The bill reveals that the complainant, Mary B. Wentz, who is the same person as is named in Item Twentieth of the will, has possession of the property mentioned therein. The bill further shows that complainants have $960.03, representing one-half of the residuary estate, which the defendant Wilmington Teachers Association has refused to accept although it is designated to receive one-half of the residuary estate by the residuary clause of the will (Item Twenty-Third). No reason for the defendant Association’s refusal is given in its answer which admits all the allegations of the bill and joins in the prayers thereof. It is apparent, however, that the refusal is based on the desire of the defendants to be judicially instructed as to whether the Association will receive such money outright, or in trust, and if in trust, the terms thereof.

Because Item Twenty-Third clearly refers to Item Twentieth by the use of the words “for the purpose heretofore mentioned,” it seems to me that I must also decide now whether, upon the death of the complainant Mary B. Wentz, the defendant Association will receive the proceeds from the sale of the property mentioned in Item Twentieth outright or in trust.

[184]*184The parties have been advised that, as the proceeding now stands, I shall not decide the right of any one, whether a party hereto or otherwise, with respect to the subject matter of Item Nineteenth of the will dealing with certain furniture.

The parties have also assumed, and properly so, that under Item Twentieth Mary B. Wentz has only a life interest in the property at 219 W. 16th St.

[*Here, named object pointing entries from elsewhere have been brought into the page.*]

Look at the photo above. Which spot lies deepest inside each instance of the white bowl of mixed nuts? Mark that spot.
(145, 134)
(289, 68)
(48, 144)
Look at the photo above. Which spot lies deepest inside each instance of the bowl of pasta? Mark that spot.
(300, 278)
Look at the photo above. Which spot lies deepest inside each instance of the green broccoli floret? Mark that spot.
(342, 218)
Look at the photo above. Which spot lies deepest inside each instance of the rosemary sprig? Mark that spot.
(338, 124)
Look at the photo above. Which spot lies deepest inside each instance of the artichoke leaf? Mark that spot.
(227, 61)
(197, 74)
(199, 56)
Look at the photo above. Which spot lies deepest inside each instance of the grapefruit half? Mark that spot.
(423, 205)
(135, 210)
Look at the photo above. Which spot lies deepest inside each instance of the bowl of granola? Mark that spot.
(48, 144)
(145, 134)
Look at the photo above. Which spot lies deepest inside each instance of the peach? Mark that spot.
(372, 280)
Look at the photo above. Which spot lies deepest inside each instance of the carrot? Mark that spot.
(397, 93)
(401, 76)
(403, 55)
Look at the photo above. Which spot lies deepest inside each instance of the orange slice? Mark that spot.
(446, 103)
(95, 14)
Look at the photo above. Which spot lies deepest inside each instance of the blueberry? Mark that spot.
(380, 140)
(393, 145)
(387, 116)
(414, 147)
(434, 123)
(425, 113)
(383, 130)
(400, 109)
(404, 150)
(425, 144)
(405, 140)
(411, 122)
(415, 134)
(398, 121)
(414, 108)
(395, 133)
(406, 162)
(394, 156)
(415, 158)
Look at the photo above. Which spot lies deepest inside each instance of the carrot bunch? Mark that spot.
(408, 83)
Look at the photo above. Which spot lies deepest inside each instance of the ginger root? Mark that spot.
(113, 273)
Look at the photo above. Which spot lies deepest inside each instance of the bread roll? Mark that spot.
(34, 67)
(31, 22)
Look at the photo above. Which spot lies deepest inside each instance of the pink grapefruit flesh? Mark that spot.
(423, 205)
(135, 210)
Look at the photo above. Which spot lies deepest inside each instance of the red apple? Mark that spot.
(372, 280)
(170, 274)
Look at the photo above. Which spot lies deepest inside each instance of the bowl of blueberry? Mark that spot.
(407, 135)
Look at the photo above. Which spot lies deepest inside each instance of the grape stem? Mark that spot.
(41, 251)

It is the legal status of one-half of the proceeds of the sale of the property upon her death that causes us concern here.

I must now decide: (1) whether the share of the proceeds of the sale of the 219 W. 16th property taken by the Wilmington Teachers Association or its successors is to be received by such body without limitation, or in trust, and (2) whether the share of the residuary estate taken by the Association pursuant to Item Twenty-Third is to be received without limitation, or in trust.

Complainants contend that the property mentioned in Items Twentieth and Twenty-Third “constitute outright gifts,” while defendants urge that it may have been given in trust in which event Wilmington Teachers Association-being an unincorporated association—would be unable to accept the property as trustee. More important as I see it, is the fact that as donee of a gift the Association could deal with the property as it saw fit, while as trustee it could not.

Does Wilmington Teachers Association take a remainder without limitation under Item Twentieth as to one-half of the proceeds of the sale of 219 W. 16th St., or does it take such money in trust? Because Item Twenty-Third by virtue of the language used therein must, in my opinion, .be controlled by the language of Item Twentieth, it is apparent that the conclusion as to the proper construction of Item Twentieth will control in determining the effect of Item Twenty-Third.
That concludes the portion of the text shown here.